This Harvard men’s basketball season has had more downs than ups. That’s the downside of past success and high expectations. So it was only fitting that the Crimson’s biggest high came not during a game but 62 minutes after one, while the team’s seniors ate pizza and a few other players lingered in Lavietes Pavilion, glued to iPhones and laptops, hoping against hope for something else to break their way.
Those hopes cashed in when Dartmouth beat Yale with a buzzer-beater to force an Ivy League playoff between the Bulldogs and the Crimson this Saturday with a trip to the NCAA Tournament on the line.
In doing so, the Big Green ensured that this Harvard season will not be forgotten, regardless of what happens at the Palestra Saturday afternoon.
Until that moment Saturday night, it seemed that coach Tommy Amaker and his Crimson program had finally run out of firsts, had finally stopped growing, had started dying.
The last four years have been magical. There was the first Ivy title, the first tournament appearance, the first tournament win, and last year, the moment of glory when Harvard took the lead against powerhouse Michigan State, seemingly on its way to the first Sweet Sixteen in program history.
This year, Harvard has missed nearly every chance it has had to make this season memorable. It lost its marquee nonconference matchup against Virginia—badly. It lost its Ivy League lead at Cornell and then lost control of its own destiny against Yale Friday. But then it got another chance.
Without that Dartmouth bucket, this season would have been forgettable. Now it’s the year of the pizza party and the season of the biggest Harvard-Yale basketball game in maybe ever. And it has a chance to be even more.
People like to brag about America as full of second chances. But it’s not really. Do-overs and re-dos are scarce outside of video games. Usually, you have to insert another quarter for another life or put down 20 dollars more to see another hand. Harvard doesn’t.

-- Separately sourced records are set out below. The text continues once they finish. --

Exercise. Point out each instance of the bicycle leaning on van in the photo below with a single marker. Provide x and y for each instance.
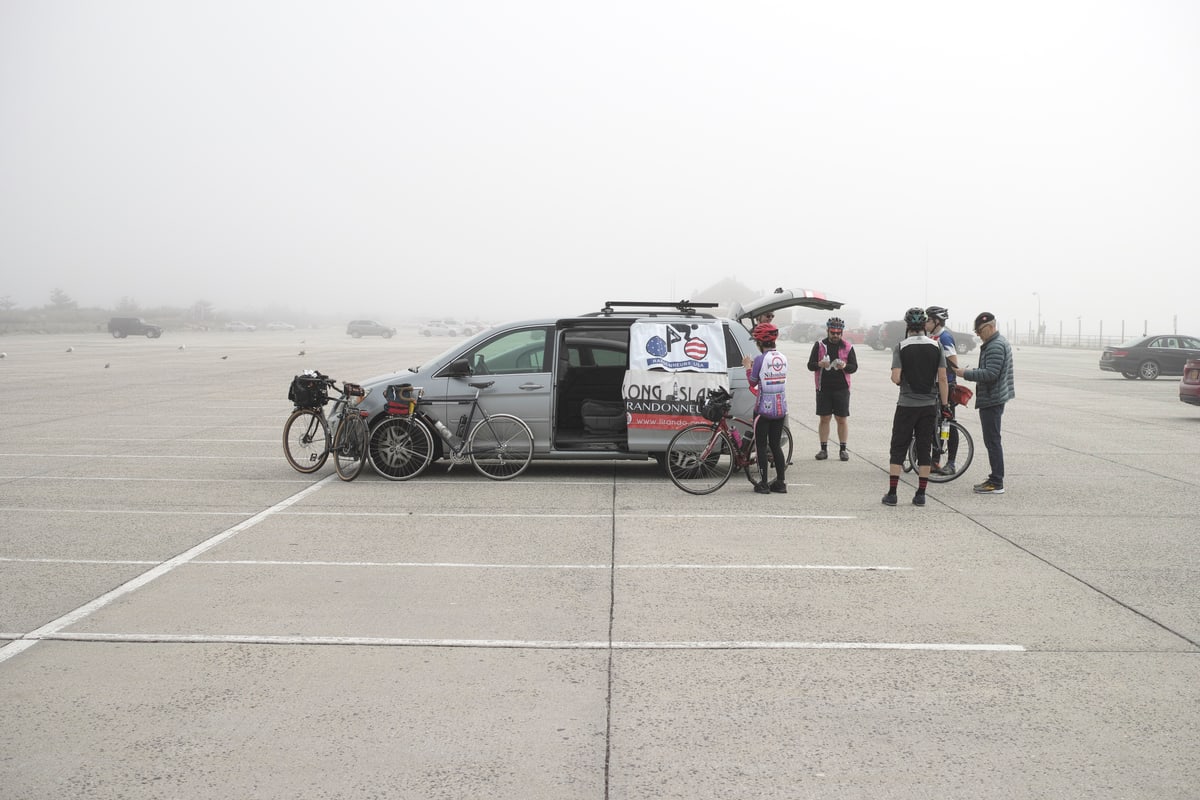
(499, 445)
(702, 456)
(307, 438)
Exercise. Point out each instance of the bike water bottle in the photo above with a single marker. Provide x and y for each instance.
(443, 431)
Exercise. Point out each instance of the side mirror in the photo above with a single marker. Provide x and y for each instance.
(459, 368)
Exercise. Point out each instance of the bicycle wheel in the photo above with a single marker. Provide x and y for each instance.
(306, 440)
(400, 447)
(963, 458)
(700, 458)
(501, 446)
(751, 470)
(351, 446)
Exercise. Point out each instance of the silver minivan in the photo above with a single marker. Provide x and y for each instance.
(569, 378)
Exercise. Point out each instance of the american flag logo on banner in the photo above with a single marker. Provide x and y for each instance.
(696, 349)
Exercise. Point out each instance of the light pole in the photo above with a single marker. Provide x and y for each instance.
(1038, 340)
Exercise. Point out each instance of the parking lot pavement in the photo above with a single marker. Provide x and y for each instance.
(184, 615)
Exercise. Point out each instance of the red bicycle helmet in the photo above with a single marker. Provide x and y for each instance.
(765, 334)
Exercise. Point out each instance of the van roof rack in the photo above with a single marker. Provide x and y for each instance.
(679, 307)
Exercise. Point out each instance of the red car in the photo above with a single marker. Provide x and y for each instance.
(1189, 388)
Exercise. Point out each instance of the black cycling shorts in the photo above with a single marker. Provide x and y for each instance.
(835, 402)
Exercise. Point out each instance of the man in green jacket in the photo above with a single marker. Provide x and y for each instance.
(994, 379)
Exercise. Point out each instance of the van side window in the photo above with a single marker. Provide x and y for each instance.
(513, 353)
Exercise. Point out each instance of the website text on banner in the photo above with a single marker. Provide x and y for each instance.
(670, 365)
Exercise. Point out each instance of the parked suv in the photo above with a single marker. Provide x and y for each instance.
(123, 326)
(359, 328)
(571, 380)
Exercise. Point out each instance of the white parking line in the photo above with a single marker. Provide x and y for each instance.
(71, 618)
(460, 565)
(409, 515)
(535, 644)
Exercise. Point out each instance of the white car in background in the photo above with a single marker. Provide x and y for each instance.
(439, 328)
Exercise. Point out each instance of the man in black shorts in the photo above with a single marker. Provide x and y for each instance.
(833, 361)
(918, 368)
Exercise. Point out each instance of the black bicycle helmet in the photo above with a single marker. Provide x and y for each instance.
(765, 334)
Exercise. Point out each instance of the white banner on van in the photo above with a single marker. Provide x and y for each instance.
(665, 401)
(677, 347)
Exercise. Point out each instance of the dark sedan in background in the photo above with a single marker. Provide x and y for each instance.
(1151, 356)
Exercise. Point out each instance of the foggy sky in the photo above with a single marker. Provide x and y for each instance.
(510, 158)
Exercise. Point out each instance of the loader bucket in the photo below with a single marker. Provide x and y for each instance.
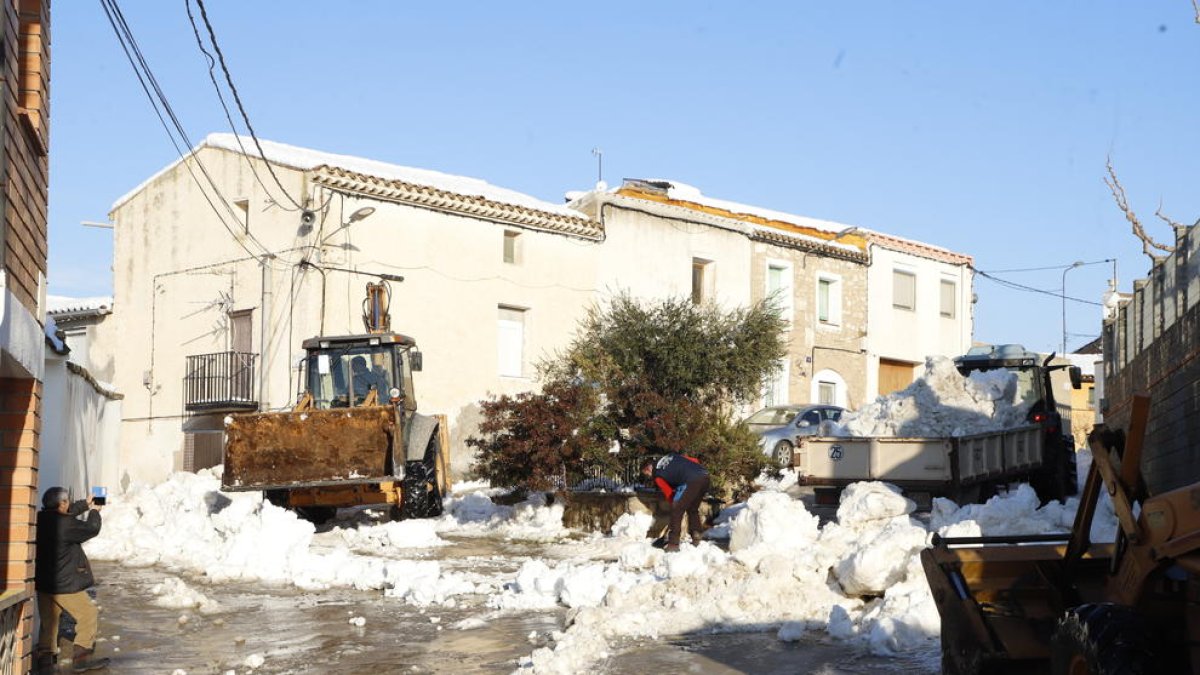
(310, 448)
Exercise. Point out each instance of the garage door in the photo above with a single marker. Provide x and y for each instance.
(894, 375)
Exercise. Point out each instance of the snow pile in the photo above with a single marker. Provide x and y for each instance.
(1018, 513)
(186, 524)
(783, 572)
(772, 523)
(940, 402)
(400, 535)
(471, 512)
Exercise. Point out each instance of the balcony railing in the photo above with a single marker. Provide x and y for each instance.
(12, 605)
(223, 381)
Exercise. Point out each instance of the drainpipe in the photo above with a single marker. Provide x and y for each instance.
(264, 341)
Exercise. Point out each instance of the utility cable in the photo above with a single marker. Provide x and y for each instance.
(237, 97)
(1014, 286)
(145, 78)
(237, 136)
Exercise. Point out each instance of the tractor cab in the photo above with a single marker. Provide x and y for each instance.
(1033, 387)
(358, 370)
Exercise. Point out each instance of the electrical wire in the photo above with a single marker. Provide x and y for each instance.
(213, 77)
(1014, 286)
(237, 97)
(162, 106)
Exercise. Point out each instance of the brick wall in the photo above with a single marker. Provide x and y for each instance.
(24, 83)
(1168, 370)
(24, 132)
(19, 430)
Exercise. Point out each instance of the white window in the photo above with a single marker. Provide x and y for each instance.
(949, 298)
(775, 390)
(904, 290)
(779, 285)
(511, 246)
(510, 342)
(702, 278)
(829, 299)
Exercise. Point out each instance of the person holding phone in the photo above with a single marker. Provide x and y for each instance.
(63, 577)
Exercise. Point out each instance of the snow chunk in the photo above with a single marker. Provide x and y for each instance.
(940, 402)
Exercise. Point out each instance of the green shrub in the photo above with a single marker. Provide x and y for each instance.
(652, 376)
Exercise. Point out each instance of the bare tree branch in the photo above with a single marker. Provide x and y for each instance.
(1123, 204)
(1164, 217)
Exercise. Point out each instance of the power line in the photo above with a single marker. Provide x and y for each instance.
(237, 136)
(162, 106)
(225, 69)
(1015, 286)
(1041, 268)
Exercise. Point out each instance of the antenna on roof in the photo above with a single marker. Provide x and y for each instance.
(599, 155)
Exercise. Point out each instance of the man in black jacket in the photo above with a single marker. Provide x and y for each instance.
(64, 575)
(683, 482)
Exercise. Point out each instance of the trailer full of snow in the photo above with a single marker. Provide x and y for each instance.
(961, 429)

That said, while this feels like a second chance for the Crimson, it might not be a real one. It just so happened that Yale’s third Ivy loss came after Harvard’s.
If you put blue sunglasses on for a second, it actually starts looking like this is a second chance for the Elis.
Yale was seconds away from its first Tournament trip in over 50 years. The Bulldogs were getting buzz going into the weekend in national media outlets. With a Rhodes Scholar on the roster and a respected coach who has never gone Dancing with a capital D, they were sure to become a fan favorite against whoever they might have faced in the first round.
To get there, Yale just had to hold a five-point lead for 30 seconds. It didn’t.
But that’s ok. Because these Bulldogs have two lives. And now they get a chance to beat Harvard again, to do it on a bigger stage, to write an even less likely Cinderella story.
So who is it that has had life breathed back into it? Which team is getting a rare second chance? There are two answers to those questions:
Answer 1: Both teams
Answer 2: It doesn’t matter
What matters is which team takes advantage of the chance, obviously. And that will come down to the coaches: Amaker on one side and Yale’s James Jones, the Coach of the Year, on the other.
Both guys have been in Ivy playoff games, Amaker four years ago against Princeton and Jones over a decade ago in 2002. Both lost. Amaker won outright the next year, Jones did not return.
Amaker, as he explained to the media Wednesday, has told his team to celebrate being Ivy champions. The accomplishment is not a fluke, even if that final play of the Big Green win feels like one.
When he watches film, Amaker is looking for quality rather than results, and the same is true when asked to analyze the regular season. Fortune played a role, he said, but listening to him talk, it does not sound like he thinks Harvard was lucky, per se.
I don’t know how Jones will spin the situation to his players, or how either coach’s choice will go over with their team. We’ll have to wait until Saturday to find out. And when we do find out, it will be unforgettable.